Syaikhul Islâm Ibnu Taimiyyah semoga Allâh merahmatinya telah menyebutkan Al-Imâm Abû Hanîfah termasuk dari para imâm terkenal yang menetapkan sifat-sifat bagi Allâh Subhânahu wa Ta'âlâ.
Jika keberadaan Al-Imâm Abû Hanîfah termasuk murji'ah sebagaimana telah memperjelas demikian orang-orang itu, maka apakah mereka mengetahui dari mana Al-Imâm Abû Hanîfah mengambil perkataannya?! Karena sesungguhnya beliau mengatakan: "Tidak boleh bagi seseorang untuk mengambil perkataan kami selama dia tidak mengetahui dari mana kami mengambilnya."
Beliau juga mengatakan: "Tidak boleh bagi seseorang untuk berfatwâ dari tulisan-tulisanku sampai dia mengetahui dari mana aku mengatakannya." Atau beliau katakan: "Harâm bagi orang yang tidak mengetahui dalîlku untuk berfatwâ dengan perkataanku."
Beliau juga katakan: "Jika telah shahîh hadîts maka itulah madzhabku."
Inilah madzhab Al-Imâm Abû Hanîfah semoga Allâh merahmatinya, dan berkata Ibnu Abil 'Izz semoga Allâh merahmatinya: "Ath-Thahâwî meriwayatkan suatu riwayat Abû Hanîfah bersama Hammâd bin Zaid, bahwa Hammâd bin Zaid tatkala meriwayatkan kepadanya hadîts: "Islâm manakah yang paling utama? Sampai pada akhir hadîts. Beliau berkata kepadanya: Tidakkah kamu melihatnya mengatakan: "Islâm manakah yang paling utama? Beliau berkata: "Îmân, kemudian menjadikan hijrah dan jihâd termasuk îmân?." Lalu Abû Hanîfah terdiam.
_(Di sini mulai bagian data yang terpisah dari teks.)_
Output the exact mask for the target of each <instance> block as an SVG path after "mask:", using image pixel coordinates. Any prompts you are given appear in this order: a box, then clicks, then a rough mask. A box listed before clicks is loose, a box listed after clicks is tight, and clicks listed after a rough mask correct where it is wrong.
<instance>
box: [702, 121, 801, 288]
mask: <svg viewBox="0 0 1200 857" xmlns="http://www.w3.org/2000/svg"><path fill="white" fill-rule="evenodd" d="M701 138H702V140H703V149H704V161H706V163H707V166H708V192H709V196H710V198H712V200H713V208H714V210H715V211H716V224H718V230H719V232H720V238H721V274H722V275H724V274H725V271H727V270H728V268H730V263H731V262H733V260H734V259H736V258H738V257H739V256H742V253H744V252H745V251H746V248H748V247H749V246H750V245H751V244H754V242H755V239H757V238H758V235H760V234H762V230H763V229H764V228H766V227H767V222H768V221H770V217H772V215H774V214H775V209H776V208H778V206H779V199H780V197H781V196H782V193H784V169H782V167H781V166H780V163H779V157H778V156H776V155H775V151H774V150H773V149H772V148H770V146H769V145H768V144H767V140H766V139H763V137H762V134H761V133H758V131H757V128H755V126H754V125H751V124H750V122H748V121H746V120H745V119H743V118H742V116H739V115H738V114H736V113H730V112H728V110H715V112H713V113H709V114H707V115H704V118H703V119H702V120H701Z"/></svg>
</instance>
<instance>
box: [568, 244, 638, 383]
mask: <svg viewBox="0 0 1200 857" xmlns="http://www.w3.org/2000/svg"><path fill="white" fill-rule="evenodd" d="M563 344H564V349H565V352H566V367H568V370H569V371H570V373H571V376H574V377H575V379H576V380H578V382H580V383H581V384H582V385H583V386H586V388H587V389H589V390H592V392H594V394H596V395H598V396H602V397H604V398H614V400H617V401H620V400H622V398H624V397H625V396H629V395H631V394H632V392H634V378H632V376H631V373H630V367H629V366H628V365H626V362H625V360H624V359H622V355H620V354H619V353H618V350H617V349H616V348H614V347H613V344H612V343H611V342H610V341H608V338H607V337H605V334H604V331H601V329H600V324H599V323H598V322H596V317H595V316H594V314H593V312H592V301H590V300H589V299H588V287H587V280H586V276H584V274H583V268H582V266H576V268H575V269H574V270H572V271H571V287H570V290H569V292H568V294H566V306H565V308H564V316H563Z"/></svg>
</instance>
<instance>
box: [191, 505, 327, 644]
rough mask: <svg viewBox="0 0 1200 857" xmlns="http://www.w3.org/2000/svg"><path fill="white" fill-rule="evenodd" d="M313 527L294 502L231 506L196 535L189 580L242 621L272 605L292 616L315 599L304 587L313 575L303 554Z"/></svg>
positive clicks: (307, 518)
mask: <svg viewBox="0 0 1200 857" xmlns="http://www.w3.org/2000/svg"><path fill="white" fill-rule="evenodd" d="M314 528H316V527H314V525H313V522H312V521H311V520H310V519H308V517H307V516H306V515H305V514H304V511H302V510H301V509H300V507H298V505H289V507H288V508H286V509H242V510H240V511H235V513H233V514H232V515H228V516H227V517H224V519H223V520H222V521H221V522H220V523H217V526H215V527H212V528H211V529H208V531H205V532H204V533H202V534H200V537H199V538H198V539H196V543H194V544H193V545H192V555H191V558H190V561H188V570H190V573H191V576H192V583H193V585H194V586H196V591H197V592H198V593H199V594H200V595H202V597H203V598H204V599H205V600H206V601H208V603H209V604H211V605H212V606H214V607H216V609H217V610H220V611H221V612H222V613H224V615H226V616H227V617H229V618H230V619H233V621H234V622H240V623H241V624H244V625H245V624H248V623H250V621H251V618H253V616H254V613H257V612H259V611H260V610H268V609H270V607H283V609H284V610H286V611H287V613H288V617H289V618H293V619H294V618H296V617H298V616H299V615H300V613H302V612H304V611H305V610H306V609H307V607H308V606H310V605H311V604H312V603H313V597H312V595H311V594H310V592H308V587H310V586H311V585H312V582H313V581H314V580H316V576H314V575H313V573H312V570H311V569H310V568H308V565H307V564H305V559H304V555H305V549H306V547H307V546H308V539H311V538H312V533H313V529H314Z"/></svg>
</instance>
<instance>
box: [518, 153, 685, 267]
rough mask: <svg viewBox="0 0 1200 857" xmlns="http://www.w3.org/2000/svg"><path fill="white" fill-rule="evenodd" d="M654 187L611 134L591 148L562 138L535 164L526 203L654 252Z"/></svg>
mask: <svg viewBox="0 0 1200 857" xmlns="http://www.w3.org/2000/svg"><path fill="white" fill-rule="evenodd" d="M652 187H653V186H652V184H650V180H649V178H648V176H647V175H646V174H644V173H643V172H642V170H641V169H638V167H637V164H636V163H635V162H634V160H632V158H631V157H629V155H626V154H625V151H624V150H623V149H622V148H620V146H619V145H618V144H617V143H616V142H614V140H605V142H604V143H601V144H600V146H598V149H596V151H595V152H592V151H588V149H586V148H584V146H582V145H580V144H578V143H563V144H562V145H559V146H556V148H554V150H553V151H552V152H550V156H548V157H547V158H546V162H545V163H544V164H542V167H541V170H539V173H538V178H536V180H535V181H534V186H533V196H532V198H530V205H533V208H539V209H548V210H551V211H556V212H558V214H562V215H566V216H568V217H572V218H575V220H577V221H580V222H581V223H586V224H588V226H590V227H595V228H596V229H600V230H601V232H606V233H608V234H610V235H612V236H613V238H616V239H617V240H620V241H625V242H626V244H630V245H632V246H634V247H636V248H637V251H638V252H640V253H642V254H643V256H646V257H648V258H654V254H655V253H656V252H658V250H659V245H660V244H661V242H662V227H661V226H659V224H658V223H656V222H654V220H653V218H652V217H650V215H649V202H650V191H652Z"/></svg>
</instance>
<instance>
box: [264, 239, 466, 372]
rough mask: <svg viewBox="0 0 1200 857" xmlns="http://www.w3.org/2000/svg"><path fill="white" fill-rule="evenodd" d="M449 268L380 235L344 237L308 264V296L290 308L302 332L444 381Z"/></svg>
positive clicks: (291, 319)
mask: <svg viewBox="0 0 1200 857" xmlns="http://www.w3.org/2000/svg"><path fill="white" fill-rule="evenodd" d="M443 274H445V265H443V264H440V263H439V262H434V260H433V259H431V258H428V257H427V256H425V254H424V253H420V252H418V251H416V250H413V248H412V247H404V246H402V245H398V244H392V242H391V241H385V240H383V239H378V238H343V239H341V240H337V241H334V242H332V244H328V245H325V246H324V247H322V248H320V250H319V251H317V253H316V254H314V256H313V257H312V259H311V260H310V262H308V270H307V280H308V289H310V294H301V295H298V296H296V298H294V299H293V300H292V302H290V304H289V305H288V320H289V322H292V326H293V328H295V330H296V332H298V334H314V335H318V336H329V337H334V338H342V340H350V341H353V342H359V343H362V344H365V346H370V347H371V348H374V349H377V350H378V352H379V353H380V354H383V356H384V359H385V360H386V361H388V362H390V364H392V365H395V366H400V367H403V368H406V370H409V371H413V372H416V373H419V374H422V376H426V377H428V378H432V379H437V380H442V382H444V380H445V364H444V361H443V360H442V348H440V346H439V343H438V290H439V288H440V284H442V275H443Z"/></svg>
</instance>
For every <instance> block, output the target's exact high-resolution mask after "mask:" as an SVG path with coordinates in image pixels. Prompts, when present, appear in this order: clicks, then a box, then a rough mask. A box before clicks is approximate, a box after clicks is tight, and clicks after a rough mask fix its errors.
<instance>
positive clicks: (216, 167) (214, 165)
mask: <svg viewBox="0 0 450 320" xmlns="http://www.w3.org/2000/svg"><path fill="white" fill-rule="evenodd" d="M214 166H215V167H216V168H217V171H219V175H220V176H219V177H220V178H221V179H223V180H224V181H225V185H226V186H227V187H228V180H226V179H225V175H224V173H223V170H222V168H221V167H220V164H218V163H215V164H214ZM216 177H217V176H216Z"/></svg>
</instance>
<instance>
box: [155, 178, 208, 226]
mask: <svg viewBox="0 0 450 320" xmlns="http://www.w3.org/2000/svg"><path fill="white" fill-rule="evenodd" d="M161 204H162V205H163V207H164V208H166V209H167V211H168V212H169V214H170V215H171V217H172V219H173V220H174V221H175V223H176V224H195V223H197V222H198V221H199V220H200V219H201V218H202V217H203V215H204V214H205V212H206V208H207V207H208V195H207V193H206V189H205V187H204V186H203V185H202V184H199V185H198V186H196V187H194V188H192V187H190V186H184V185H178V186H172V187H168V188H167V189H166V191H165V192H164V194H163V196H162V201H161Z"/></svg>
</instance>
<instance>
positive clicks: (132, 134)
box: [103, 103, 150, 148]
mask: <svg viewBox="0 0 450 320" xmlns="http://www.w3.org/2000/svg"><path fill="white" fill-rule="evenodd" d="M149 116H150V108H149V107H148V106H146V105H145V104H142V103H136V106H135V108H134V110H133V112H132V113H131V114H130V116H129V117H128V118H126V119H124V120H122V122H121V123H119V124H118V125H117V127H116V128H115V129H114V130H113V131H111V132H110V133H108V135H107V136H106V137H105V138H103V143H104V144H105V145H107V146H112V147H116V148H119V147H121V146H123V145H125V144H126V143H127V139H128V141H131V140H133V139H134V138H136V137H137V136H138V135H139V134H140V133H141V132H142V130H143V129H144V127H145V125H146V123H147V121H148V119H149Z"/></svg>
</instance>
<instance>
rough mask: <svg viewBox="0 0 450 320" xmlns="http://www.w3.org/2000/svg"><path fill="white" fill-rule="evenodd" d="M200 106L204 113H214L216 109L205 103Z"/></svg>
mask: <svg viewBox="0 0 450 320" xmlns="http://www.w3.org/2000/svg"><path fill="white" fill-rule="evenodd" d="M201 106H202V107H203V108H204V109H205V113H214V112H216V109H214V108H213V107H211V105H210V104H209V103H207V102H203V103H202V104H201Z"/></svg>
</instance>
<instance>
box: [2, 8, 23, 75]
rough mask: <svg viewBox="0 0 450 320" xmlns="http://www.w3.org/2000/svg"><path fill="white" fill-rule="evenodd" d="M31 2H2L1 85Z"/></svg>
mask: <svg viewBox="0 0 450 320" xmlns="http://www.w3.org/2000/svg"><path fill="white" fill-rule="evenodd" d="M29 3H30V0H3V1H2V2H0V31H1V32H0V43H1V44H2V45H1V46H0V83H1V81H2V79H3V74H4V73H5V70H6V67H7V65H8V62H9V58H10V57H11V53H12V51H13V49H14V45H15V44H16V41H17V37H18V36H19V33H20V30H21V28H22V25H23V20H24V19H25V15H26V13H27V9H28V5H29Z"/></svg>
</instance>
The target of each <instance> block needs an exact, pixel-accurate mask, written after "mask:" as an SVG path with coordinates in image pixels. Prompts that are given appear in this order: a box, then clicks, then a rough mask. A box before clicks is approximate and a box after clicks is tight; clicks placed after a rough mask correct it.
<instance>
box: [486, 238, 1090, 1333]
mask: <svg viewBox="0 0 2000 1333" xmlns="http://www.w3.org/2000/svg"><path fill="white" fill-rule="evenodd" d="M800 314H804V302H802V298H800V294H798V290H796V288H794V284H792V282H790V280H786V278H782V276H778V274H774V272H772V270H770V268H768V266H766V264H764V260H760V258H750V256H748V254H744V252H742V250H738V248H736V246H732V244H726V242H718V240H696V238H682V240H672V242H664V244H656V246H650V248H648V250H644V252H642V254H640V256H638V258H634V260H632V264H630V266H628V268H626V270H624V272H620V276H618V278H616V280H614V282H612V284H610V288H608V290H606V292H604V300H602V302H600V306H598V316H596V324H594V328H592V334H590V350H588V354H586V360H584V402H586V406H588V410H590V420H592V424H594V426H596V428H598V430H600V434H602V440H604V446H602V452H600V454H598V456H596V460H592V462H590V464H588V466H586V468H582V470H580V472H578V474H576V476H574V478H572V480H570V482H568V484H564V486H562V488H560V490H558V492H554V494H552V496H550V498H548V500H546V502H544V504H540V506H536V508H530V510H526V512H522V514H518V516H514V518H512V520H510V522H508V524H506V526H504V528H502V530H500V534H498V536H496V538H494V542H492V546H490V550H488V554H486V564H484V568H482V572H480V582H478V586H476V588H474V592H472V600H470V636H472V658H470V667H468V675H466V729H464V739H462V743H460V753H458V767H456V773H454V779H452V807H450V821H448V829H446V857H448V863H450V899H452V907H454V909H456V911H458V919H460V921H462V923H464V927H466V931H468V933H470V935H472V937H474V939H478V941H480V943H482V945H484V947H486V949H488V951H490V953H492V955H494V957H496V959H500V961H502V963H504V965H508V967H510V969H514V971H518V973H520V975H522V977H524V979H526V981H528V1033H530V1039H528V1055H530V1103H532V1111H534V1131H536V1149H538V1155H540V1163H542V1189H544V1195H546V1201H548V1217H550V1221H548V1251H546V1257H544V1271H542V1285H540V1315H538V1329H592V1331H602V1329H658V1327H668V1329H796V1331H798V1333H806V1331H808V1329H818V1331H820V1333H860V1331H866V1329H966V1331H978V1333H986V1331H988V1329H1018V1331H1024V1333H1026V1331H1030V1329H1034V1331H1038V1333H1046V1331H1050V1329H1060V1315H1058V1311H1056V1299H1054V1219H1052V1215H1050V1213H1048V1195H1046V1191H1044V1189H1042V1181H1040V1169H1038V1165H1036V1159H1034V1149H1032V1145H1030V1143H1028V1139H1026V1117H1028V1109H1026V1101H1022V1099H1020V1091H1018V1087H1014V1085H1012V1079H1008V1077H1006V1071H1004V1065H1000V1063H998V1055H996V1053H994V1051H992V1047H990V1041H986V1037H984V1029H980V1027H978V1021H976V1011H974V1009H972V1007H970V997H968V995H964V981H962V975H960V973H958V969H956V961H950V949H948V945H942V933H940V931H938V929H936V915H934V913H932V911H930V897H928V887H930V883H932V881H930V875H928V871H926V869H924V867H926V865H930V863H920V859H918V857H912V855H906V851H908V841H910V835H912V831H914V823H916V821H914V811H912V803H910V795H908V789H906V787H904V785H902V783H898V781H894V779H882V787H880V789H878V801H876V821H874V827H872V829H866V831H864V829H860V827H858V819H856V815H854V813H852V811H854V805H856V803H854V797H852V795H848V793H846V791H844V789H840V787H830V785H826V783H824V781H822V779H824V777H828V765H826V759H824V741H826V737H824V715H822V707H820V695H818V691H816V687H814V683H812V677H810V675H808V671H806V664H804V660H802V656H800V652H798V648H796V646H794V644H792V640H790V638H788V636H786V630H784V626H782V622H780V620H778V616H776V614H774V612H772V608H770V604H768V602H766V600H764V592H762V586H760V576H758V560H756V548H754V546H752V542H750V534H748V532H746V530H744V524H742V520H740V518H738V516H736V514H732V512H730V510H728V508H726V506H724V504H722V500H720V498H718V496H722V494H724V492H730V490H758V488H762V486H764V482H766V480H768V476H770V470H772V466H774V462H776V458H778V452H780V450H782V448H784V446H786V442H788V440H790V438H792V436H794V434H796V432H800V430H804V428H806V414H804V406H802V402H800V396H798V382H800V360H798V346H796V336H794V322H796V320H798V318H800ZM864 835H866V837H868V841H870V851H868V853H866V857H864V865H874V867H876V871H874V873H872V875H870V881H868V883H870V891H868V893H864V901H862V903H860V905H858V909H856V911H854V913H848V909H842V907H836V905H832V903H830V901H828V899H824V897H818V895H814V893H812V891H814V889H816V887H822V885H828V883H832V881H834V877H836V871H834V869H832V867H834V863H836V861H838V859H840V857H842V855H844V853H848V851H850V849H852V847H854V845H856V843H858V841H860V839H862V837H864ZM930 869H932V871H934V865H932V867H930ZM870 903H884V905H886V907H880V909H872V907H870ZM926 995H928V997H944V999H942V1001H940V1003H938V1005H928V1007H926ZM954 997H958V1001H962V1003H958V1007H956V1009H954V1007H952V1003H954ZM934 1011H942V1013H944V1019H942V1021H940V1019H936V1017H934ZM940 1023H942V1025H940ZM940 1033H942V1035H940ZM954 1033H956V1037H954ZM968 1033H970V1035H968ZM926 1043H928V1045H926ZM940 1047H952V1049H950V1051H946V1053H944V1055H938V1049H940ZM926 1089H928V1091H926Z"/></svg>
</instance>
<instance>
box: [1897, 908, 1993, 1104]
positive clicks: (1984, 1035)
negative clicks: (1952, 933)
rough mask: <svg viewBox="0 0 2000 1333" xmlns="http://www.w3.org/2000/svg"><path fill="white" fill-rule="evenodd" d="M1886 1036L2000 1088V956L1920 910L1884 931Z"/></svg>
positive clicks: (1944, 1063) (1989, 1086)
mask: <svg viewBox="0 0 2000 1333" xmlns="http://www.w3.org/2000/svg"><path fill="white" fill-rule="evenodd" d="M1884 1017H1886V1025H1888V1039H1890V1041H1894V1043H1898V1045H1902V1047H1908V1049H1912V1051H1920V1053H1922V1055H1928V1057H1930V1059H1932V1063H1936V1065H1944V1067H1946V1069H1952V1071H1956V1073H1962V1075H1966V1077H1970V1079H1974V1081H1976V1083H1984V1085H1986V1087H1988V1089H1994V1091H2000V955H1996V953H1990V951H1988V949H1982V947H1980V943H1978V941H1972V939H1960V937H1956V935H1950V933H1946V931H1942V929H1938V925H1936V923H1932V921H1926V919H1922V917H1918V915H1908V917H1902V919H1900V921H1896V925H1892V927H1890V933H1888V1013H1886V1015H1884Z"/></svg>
Maka berkatalah sebagian murid-muridnya: "Kenapa engkau tidak menanggapinya?." Beliau menjawab: "Dengan apa aku akan menanggapinya dalam keadaan dia menceritakan ini kepadaku dari Rasûlullâh Shallallâhu 'Alaihi wa Sallam."
Adapun perkataan Al-Imâm Abû Hanîfah semoga Allâh merahmatinya tentang penamaan îmân bahwasanya îmân adalah keyakinan di dalam hati dan mengucapkan dengan lisân, bahwasanya perbuatan berada di luar dari hakekat îmân maka ini sungguh telah disebutkan oleh Al-Imâm Ibnu 'Abdil Barr dan Ibnu Abil 'Izz apa yang menurutnya bahwa beliau telah rujû' (mencabut pendapatnya) itu, dan Allâh Yang Lebih Mengetahui.
Apakah didapati perkataan Asy-Syaikh Al-Albânî semoga Allâh merahmatinya bahwa dia telah rujû' dari tidak mengkafirkan para penyembah kuburan?!.
Apakah didapati perkataan Asy-Syaikh Muqbil semoga Allâh merahmatinya bahwa beliau telah rujû' dari perkataannya tentang masalah memberi udzur karena kebodohan pada perkara Tauhîd sebagaimana telah rujû' dari demikian itu Asy-Syaikh yang mulia 'Abdul Muhsin Al-'Abbâd?!.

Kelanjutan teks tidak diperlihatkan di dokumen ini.